Prior to 1980, government ponds were covered by two types of lease: Fishpond Lease Agreement (FLA) which is for a period of ten years, and Ordinary Fishpond Permit (OFP) which is good for one year, both of which were renewable. However, after 1980, both the FLA and OFP were consolidated into a single scheme of government leased ponds with leases valid for 25 years and renewable.
The nature of the lease arrangement, whether it is for private or government land, short- or long-term, renewable or non-renewable, affects the lessee's decision on the utilization of inputs. If it is short term and non-renewable, lessee operators seldom would invest in inputs whose expected benefits span a longer period. Under such circumstances they expect the owners to pay for the inputs unless an arrangement has been made for equitable sharing of benefits between owner and lessee. Milkfish producers agree that privately owned milkfish ponds are better developed and have higher yields than leased ponds.

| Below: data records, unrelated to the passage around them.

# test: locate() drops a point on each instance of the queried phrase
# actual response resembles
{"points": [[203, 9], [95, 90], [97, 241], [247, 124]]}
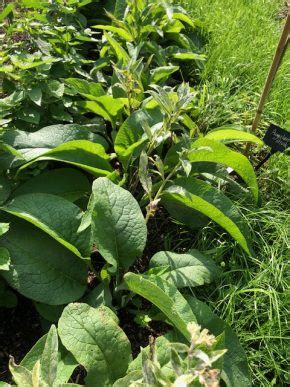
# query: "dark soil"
{"points": [[19, 330], [139, 336]]}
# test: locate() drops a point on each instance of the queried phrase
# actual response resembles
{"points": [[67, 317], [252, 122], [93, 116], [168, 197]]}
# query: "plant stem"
{"points": [[149, 212]]}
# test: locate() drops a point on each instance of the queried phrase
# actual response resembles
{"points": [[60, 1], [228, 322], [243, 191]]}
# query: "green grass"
{"points": [[252, 293]]}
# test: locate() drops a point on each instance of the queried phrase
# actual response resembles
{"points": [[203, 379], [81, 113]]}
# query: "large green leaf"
{"points": [[68, 183], [105, 106], [41, 268], [235, 366], [210, 151], [185, 270], [165, 296], [81, 153], [93, 336], [89, 90], [195, 194], [119, 51], [66, 362], [35, 144], [118, 225], [49, 357], [56, 216], [228, 134], [131, 138]]}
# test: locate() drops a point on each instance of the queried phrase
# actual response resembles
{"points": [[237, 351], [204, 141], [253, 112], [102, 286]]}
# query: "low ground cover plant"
{"points": [[78, 197]]}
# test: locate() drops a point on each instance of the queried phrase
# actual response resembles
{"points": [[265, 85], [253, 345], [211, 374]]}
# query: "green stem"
{"points": [[159, 192]]}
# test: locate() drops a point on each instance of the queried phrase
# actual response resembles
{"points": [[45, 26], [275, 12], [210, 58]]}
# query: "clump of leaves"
{"points": [[190, 365], [132, 149]]}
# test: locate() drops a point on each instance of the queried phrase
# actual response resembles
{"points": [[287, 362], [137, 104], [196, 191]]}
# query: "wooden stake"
{"points": [[280, 51]]}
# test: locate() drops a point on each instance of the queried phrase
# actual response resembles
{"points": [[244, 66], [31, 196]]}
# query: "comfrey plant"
{"points": [[93, 186]]}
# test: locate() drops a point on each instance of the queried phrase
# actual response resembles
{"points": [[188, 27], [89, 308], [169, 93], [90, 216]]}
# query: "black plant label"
{"points": [[277, 138]]}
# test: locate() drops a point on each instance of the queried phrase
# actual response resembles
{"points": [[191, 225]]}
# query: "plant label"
{"points": [[277, 138]]}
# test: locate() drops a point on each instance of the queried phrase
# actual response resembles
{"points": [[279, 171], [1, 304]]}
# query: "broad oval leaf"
{"points": [[118, 226], [41, 268], [235, 371], [35, 144], [165, 296], [56, 216], [81, 153], [119, 51], [96, 341], [68, 183], [228, 134], [89, 90], [186, 270], [66, 362], [209, 151], [105, 106], [204, 149], [197, 195]]}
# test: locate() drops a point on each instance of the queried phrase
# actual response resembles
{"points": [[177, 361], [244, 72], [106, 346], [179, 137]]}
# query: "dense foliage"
{"points": [[98, 136]]}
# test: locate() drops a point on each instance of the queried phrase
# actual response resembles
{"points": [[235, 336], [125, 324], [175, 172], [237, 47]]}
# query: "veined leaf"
{"points": [[93, 336], [80, 153], [186, 270], [235, 366], [54, 215], [204, 149], [105, 106], [228, 135], [198, 195], [32, 145], [122, 32], [119, 51], [118, 225], [68, 183], [89, 90], [21, 375], [165, 296], [41, 268], [66, 362], [162, 73], [131, 137]]}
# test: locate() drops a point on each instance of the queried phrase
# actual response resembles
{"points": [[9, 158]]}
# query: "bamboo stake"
{"points": [[280, 51]]}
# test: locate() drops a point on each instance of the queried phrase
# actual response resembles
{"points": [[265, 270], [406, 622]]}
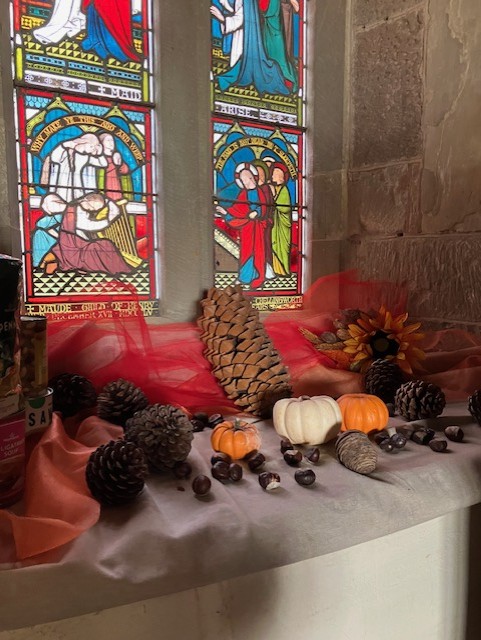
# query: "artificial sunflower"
{"points": [[383, 336]]}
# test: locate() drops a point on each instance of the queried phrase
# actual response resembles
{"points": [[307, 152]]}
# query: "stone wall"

Because the 324 milkfish farms chosen for the survey purposely excluded those that used no inputs, the results are indicative of the extent of input use between private and government-leased farms. Inputs are more widely used on private farms than on government-leased farms. More privately owned farms are found in the three leading milkfish production centres of lloilo, Bulacan, and Pangasinan than in provinces with lower average production per hectare (table 10). Occasional uncertainty surrounding the legitimate lessees of government-leased land can also contribute to the reluctance of lessees to use inputs. It is reported that a piece of government land can have more than one applicant because application papers may have beer filed with either the same government bureau in different localities or with different government agencies. Because of the uncertainty regarding the legitimate lessees of the land, farmers are understandably reluctant to incur expenses for production purposes. Additionally, the inability of many farmers to show the proper papers and documentation to support their tenure on government lands has also led to low participation rates in government credit programmes.